Virgil bent to pick up his bag, then looked at her. ‘Well?’
His eyebrows rose steeply when Margerie did not reply, and his next words made her blush, wondering if he could read her thoughts.
‘I merely wish to speak with you on a matter of some delicacy, Mistress Croft,’ he said coolly. ‘I am a physician. There is nothing improper in my suggestion. Many ladies come to visit me at court.’
‘But not unaccompanied, and not to your
bedchamber
,’ she replied a little sharply, though in truth she was barely able to raise her eyes to his, half-afraid that this man could tell her fevered imaginings just by studying her face. ‘You may be a doctor, sir, but if we are discovered alone together in your chamber in the middle of the night, no one will think it an innocent meeting.’
‘Then let us hope no one either hears or sees us.’
He bowed, indicating that she should accompany him, and to her own surprise Margerie found herself walking beside him without argument, as though it was the most natural thing in the world for a man she barely knew to be taking her to his bedchamber.
They walked silently through the darkened palace, passed a few times by patrolling guards with leering expressions, though none of the men dared comment with Master Elton by her side. But she could guess what they were thinking.

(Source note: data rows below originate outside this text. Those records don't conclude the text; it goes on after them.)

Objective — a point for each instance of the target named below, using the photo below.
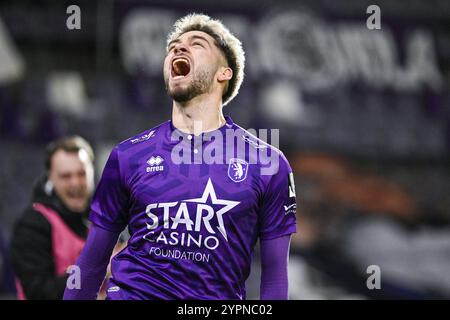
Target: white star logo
(209, 192)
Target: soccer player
(196, 192)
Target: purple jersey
(193, 224)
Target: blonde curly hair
(224, 39)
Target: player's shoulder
(144, 138)
(262, 147)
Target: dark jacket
(31, 246)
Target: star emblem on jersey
(237, 170)
(210, 193)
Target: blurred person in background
(164, 203)
(50, 234)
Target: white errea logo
(155, 164)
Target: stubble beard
(200, 84)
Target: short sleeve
(279, 207)
(110, 204)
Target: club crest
(237, 170)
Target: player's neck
(201, 114)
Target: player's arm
(277, 223)
(92, 264)
(274, 268)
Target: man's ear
(226, 73)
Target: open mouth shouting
(180, 68)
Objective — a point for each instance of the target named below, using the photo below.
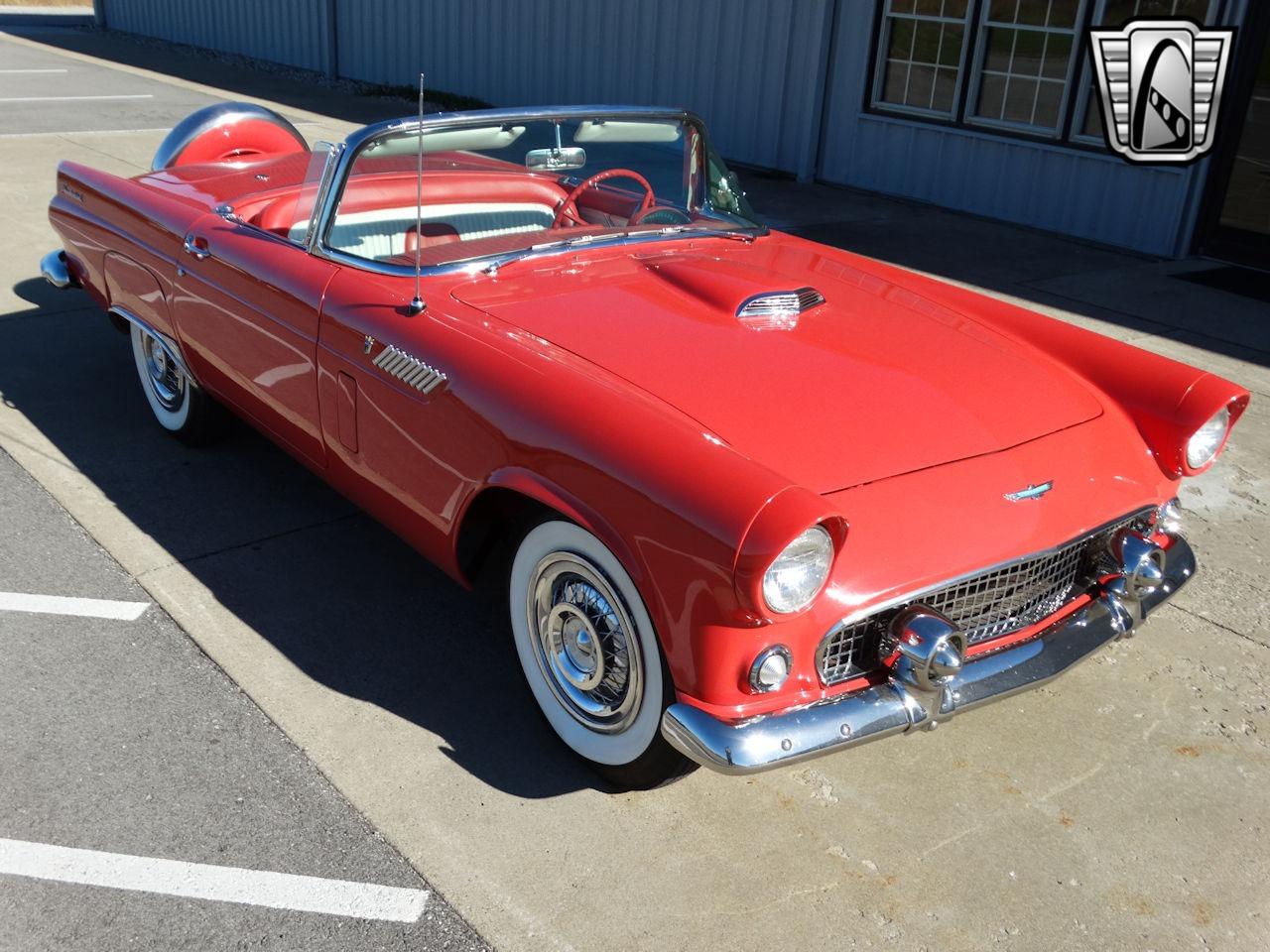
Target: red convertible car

‘They are jealous, that is all,’ he said in her ear. ‘They wish themselves in my shoes.’
‘They think me a whore.’
He looked at her sideways. ‘Are you a whore?’
‘No,’ she insisted.
‘Then what does it matter what such men think?’ His smile was dry. ‘Lift up your head, Mistress Croft, and hold it high. You have done nothing wrong.’
Yet
, she thought, raising her chin to meet his gaze, but kept the treacherous word to herself.
His bedchamber was warm, a fire still glowing in the hearth. Master Elton locked the door, then set his bag carefully aside. He swung the cloak from his shoulders, and she saw that he was wearing a plain doublet and hose beneath, the clothes of a hard-working man. Even his codpiece was starkly functional, a black leather bulge at the head of long muscular thighs.